In other highlights, David Christensen as Robert and Brian Swasey as George turn in an admirable tap dance to “Cold Feets”; Sarah Drake manages to make the squeaky-voiced, airhead Kitty adorably appealing, and McCaela Donovan is a lively, saucy Janet, especially in her big number, “Show Off”—where she unconvincingly kisses off the theater life she’s about to ditch for marriage. That and the surreal “Bride’s Lament” are two of the funniest songs in the witty score, which captures both the cheese and the charm of the 1920s musical while playing to a 21st-century sense of satire. And mention must be made of the SpeakEasy show’s costumes—the finale offers designer Seth Bodie the chance to dazzle us with not one but four different gorgeous bridal outfits.

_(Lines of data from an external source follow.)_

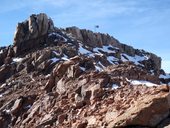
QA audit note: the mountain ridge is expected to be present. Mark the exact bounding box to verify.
[0,13,170,128]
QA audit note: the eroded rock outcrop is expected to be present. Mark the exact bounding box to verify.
[14,13,54,55]
[0,14,170,128]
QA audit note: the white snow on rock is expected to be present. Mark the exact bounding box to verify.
[129,80,158,87]
[121,53,148,65]
[0,50,3,54]
[107,56,119,64]
[93,45,118,53]
[79,43,91,54]
[159,74,170,79]
[80,66,86,71]
[61,54,69,60]
[112,84,119,89]
[50,57,60,63]
[48,32,67,42]
[53,51,60,56]
[13,57,23,62]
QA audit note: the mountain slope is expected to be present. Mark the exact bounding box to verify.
[0,13,170,128]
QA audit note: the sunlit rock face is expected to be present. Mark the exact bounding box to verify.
[0,13,170,128]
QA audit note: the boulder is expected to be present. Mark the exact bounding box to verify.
[108,89,170,128]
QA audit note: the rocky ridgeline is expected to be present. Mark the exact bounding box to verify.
[0,14,170,128]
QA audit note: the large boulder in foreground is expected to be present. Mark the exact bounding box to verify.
[14,13,54,55]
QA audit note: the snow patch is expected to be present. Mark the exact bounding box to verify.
[61,54,69,60]
[50,57,60,63]
[80,66,86,71]
[112,84,119,89]
[79,44,91,54]
[159,74,170,79]
[93,45,118,53]
[53,51,60,56]
[121,53,148,65]
[0,50,3,54]
[107,56,119,64]
[130,80,157,87]
[48,32,67,42]
[13,57,23,62]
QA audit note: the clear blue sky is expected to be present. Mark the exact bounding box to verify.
[0,0,170,72]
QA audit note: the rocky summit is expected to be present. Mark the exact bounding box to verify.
[0,13,170,128]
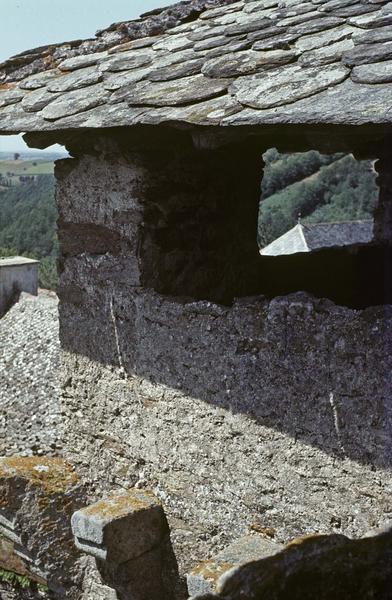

As the musical reaches its happy ending and he’s back to “real life,” Man in Chair wonders sadly why it can’t be more like the theater. The Drowsy Chaperone entertainingly makes the same point Preston Sturges made in his great 1941 movie about movies, Sullivan’s Travels: we need entertainment—comedy, music—to get us through life, as we stumble along.
Evelyn Rosenthal is a singer specializing in jazz and Brazilian music, a freelance editor, and the former editor in chief and head of publications at the Harvard Art Museums. She writes about musical theater and music for the Arts Fuse.